Location
- Hartselle, Alabama, 35640 United States
- Coordinates: 34°26′49″N 86°55′52″W﻿ / ﻿34.447°N 86.931°W

District information
- Grades: K-12
- Superintendent: Brian Clayton
- Asst. superintendent(s): Nancy Horton
- NCES District ID: 0101730

Students and staff
- Students: 3,469
- Teachers: 210.22
- Student–teacher ratio: 16.50
- District mascot: Tigers
- Colors: Cardinal and white

Other information
- Website: www.hartselletigers.org

= Hartselle City School District =

School district in Alabama, United States

Hartselle City Schools is a school district, established in 1975, serving the student populations of Hartselle, Alabama, and portions of Morgan County, Alabama.

The district serves more than 3,100 students with three elementary schools (Barkley Bridge Elementary, Crestline Elementary, and F.E. Burleson Elementary) serving kindergarten through the fourth grade, an intermediate school (Hartselle Intermediate High School) for fifth and sixth graders, a junior high school (Hartselle Junior High School) and Hartselle High School (formerly Morgan County High School) for ninth through twelfth grades.
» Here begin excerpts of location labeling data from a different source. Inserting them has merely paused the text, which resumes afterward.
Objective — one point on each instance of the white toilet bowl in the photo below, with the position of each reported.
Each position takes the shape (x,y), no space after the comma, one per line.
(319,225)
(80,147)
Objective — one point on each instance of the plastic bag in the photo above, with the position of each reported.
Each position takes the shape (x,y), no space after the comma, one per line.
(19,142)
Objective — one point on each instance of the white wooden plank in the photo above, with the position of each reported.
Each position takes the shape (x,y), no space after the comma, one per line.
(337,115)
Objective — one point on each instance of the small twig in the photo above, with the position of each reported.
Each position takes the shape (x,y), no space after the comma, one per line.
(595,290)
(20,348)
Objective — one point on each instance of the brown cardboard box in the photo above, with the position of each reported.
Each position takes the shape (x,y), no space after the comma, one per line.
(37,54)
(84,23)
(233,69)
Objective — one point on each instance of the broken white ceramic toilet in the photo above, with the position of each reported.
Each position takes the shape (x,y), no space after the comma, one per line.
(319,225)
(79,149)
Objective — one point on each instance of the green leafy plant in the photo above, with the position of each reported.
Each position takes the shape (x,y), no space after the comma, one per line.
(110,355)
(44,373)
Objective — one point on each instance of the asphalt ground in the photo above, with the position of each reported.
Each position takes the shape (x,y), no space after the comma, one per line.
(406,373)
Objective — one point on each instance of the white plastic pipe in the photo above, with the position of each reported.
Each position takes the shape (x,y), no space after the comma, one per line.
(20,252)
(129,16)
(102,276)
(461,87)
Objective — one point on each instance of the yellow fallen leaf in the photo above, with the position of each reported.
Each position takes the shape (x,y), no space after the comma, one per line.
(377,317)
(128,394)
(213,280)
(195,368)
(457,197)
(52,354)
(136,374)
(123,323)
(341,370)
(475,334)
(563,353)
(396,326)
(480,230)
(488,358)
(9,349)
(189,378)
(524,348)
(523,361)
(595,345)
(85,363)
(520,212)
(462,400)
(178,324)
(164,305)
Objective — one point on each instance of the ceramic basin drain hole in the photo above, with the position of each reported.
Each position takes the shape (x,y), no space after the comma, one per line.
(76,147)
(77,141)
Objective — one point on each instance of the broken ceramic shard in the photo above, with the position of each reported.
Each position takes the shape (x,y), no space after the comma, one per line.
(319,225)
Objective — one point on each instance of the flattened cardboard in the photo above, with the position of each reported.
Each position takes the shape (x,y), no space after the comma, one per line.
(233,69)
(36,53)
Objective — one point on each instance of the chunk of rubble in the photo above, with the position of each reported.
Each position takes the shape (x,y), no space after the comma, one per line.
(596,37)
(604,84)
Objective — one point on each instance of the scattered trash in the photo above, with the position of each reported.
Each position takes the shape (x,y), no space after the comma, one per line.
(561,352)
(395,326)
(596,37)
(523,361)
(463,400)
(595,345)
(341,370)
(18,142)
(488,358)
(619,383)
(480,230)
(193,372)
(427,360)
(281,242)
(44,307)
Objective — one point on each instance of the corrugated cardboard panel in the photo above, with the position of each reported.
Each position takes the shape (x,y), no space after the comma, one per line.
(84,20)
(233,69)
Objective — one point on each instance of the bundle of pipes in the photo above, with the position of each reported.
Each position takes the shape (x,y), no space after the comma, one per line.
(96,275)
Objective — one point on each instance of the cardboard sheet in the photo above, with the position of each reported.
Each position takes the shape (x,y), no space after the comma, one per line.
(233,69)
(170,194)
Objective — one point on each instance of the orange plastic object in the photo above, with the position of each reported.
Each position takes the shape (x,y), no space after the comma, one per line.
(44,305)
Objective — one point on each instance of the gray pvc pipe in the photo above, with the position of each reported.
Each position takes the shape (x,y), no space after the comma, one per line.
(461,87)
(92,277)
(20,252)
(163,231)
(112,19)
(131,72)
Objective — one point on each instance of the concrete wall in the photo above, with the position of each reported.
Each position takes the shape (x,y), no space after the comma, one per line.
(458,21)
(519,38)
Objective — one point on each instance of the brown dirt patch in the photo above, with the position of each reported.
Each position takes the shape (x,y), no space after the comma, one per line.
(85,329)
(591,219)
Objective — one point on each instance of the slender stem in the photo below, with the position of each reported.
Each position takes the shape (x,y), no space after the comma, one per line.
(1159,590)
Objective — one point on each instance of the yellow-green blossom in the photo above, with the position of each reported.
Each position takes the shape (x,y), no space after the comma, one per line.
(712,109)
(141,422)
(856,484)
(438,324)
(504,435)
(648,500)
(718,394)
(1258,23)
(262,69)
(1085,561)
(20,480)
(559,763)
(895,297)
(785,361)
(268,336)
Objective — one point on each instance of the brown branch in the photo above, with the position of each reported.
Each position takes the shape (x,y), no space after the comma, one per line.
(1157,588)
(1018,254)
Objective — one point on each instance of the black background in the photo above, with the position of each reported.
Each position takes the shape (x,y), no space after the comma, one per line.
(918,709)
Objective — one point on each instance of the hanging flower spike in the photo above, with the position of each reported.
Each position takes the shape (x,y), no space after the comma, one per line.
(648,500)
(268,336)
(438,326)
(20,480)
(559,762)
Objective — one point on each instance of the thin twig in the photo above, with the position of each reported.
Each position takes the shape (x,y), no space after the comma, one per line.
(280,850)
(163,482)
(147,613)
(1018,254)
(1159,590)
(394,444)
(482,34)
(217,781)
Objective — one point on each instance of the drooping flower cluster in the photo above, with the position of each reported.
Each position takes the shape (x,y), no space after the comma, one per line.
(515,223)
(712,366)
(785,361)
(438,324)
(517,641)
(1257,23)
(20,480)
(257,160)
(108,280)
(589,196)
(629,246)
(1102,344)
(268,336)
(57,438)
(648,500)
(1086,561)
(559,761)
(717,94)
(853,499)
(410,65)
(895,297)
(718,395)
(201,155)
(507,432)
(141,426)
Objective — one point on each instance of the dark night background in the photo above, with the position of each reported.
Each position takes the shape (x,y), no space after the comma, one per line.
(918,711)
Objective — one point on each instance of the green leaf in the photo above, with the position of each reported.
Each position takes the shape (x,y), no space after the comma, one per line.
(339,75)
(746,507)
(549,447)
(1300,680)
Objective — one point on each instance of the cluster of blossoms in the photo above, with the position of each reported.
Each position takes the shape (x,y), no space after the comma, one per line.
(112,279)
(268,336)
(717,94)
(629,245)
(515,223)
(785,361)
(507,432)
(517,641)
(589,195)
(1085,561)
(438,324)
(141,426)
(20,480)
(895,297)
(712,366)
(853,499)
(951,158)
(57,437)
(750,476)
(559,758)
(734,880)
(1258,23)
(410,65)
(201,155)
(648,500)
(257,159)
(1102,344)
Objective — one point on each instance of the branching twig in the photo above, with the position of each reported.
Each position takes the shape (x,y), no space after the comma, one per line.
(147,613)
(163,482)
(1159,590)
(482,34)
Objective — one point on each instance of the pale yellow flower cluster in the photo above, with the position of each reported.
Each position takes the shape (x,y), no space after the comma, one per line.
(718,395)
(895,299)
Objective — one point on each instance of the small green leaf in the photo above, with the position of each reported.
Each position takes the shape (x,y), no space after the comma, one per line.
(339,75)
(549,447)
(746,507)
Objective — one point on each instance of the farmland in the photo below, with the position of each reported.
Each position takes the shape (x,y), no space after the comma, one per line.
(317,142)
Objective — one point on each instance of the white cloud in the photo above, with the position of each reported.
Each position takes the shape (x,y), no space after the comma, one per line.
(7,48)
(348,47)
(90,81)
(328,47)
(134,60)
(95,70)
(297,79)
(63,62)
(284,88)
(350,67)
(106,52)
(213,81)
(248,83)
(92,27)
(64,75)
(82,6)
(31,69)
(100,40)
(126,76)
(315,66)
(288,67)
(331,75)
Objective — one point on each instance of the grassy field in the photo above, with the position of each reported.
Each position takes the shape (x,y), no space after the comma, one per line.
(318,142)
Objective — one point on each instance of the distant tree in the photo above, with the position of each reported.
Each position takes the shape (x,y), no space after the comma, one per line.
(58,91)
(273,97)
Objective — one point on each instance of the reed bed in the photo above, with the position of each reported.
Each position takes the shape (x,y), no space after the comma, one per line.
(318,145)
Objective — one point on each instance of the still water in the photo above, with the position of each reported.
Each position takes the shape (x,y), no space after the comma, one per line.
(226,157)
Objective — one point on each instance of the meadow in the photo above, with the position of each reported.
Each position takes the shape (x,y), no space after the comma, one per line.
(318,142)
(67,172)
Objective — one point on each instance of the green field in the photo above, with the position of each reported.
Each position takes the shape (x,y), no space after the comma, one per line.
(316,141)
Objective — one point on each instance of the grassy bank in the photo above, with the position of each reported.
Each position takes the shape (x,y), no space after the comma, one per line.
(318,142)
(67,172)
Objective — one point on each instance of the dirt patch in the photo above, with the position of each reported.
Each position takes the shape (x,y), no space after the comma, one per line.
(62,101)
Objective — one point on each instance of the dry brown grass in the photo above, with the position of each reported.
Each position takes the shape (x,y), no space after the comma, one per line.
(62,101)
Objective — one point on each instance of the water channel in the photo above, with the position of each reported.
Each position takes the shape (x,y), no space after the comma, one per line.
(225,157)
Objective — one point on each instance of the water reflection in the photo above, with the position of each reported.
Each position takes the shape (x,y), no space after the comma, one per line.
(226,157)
On April 1, 2013, the high school relocated to a new 50-acre campus at 1000 Bethel Road.

Barkley Bridge Elementary School was named a National Blue Ribbon School by the National Blue Ribbon Schools Program in 2011. Blue Ribbon Schools of Excellence have designated Hartselle High, Crestline Elementary, F.E. Burleson Elementary and Barkley Bridge Elementary as Blue Ribbon Lighthouse Schools. F.E. Burleson Elementary School was named a national Green Ribbon School by the United States Department of Education. One hundred fifty-three geothermal wells at F.E. Burleson Elementary provide energy to heat and cool the school.

Hartselle has won numerous state championships in athletics. The baseball program has won eight Alabama High School Athletic Association state championships, which is tied for No. 4 overall. The softball program is the reigning 2014 Class 5A state champions and is tied for fifth overall with four state championships. Hartselle has also won four state championships in girls golf with Arin Eddy winning two individual titles and Heather Nail winning one individual title. Led by Vickie Orr, the high school has two girls basketball championships in 1984 and 1985. The wrestling program has won two team state championships. Hartselle football, girls basketball and volleyball have one state championship each. Sissy McClung is the only individual state champion in girls tennis.